It’s there. It’s always there. Sometimes in the lyrics. Sometimes in the guitar licks. Often in the voice of Jorge Navarro. “Cuba.” The unmistakable connection to an island that has been a U.S. fixation since the 1959 revolution brought Fidel Castro to power. For Navarro, a first-generation Cuban-American who grew up in Miami (and now lives in San Francisco), Cuba is in his blood. But he has always been one of those hyphenated Americans who straddles different worlds, who can go in and out of disparate cultures — and that’s what his music reflects. It’s Cuba meets Punk meets Surf Music meets a lineup of other influences, and it’s surprisingly well-mixed — like an off-the-wall cocktail you find irresistible after the very first sip.

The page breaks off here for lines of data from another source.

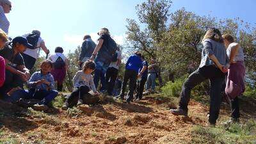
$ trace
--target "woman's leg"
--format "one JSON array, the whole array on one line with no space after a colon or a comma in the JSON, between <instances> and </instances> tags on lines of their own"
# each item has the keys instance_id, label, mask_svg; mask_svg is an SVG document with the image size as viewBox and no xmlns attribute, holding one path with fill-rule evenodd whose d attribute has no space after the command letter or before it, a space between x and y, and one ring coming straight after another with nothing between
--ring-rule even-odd
<instances>
[{"instance_id":1,"label":"woman's leg","mask_svg":"<svg viewBox=\"0 0 256 144\"><path fill-rule=\"evenodd\" d=\"M210 116L209 122L215 125L219 116L220 104L221 103L221 91L224 77L214 77L210 79L211 82L211 104Z\"/></svg>"}]
</instances>

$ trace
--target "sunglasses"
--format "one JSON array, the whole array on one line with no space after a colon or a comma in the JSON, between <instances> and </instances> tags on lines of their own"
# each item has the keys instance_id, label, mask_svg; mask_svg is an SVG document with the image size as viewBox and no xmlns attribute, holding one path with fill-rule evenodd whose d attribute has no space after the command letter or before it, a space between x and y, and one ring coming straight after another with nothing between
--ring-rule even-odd
<instances>
[{"instance_id":1,"label":"sunglasses","mask_svg":"<svg viewBox=\"0 0 256 144\"><path fill-rule=\"evenodd\" d=\"M12 8L12 5L11 5L10 4L8 4L8 3L5 3L5 4L6 4L7 5L8 5L9 7L10 7L10 8Z\"/></svg>"}]
</instances>

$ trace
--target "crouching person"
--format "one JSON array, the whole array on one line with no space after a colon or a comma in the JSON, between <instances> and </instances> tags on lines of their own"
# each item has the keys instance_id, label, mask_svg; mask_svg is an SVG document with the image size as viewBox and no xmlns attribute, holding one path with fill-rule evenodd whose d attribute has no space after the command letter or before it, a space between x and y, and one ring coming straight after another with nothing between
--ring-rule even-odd
<instances>
[{"instance_id":1,"label":"crouching person","mask_svg":"<svg viewBox=\"0 0 256 144\"><path fill-rule=\"evenodd\" d=\"M20 98L38 99L40 101L33 106L35 110L45 111L48 109L49 104L58 95L53 76L50 74L52 63L50 60L44 60L40 68L40 71L35 72L28 83L29 90L20 90L13 93L11 95L13 102L19 100Z\"/></svg>"},{"instance_id":2,"label":"crouching person","mask_svg":"<svg viewBox=\"0 0 256 144\"><path fill-rule=\"evenodd\" d=\"M84 102L83 102L84 95L88 94L91 90L95 94L99 93L96 90L93 78L91 74L95 69L95 64L92 61L87 61L83 64L83 70L78 71L73 78L74 90L66 99L62 109L66 110L76 103L77 106L83 104ZM73 104L74 102L75 104Z\"/></svg>"}]
</instances>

Consider the song “Cojones,” which starts off with a Jimi Hendrix-inspired riff, turns into a Cuban rumba, then into a Sex Pistols-like rave, then into a spoken word rap about Navarro’s childhood, where — in English and Spanish — he yells about the time his grandfather threatened to emasculate him for hitting his sister. At the song’s end, Navarro has outed his father for hitting his mother, and each musical foray has returned to be heard again. The low points of Navarro’s upbringing, and the songwriter’s dark humor, add to the frenetic elements of “Cojones,” which is on The Cuban Cowboys‘ new release, Diablo Mambo.

Navarro and the other Cowboys are celebrating their album on Friday in San Francisco, in a concert at the Bottom of the Hill that will showcase the group’s ability to play meaningful songs that are also fun and wildly danceable. The Cuban Cowboys can slow it down a little, as the song called “Liberace Afternoon,” which envelopes more traditional Cuban music to pay homage to Navarro’s piano-playing grandmother, Irene Von, who lived with Navarro’s family in Florida before passing away in 1986. Navarro’s father, Augustine, moved to Florida in 1960 after being released from jail in Cuba, where he had been detained because of his pro-democracy beliefs, Jorge Navarro says. Augustine Navarro — who had been a Havana City Councilman — was set free from prison only because of the intervention of his father, Jose Navarro, a prominent Cuban who knew one of the revolution’s primary architects, Che Guevara.
“My father had a 30-year jail sentence, but in exchange for my grandfather staying and teaching Che Guevara about the banking system, they let him go,” Jorge Navarro says.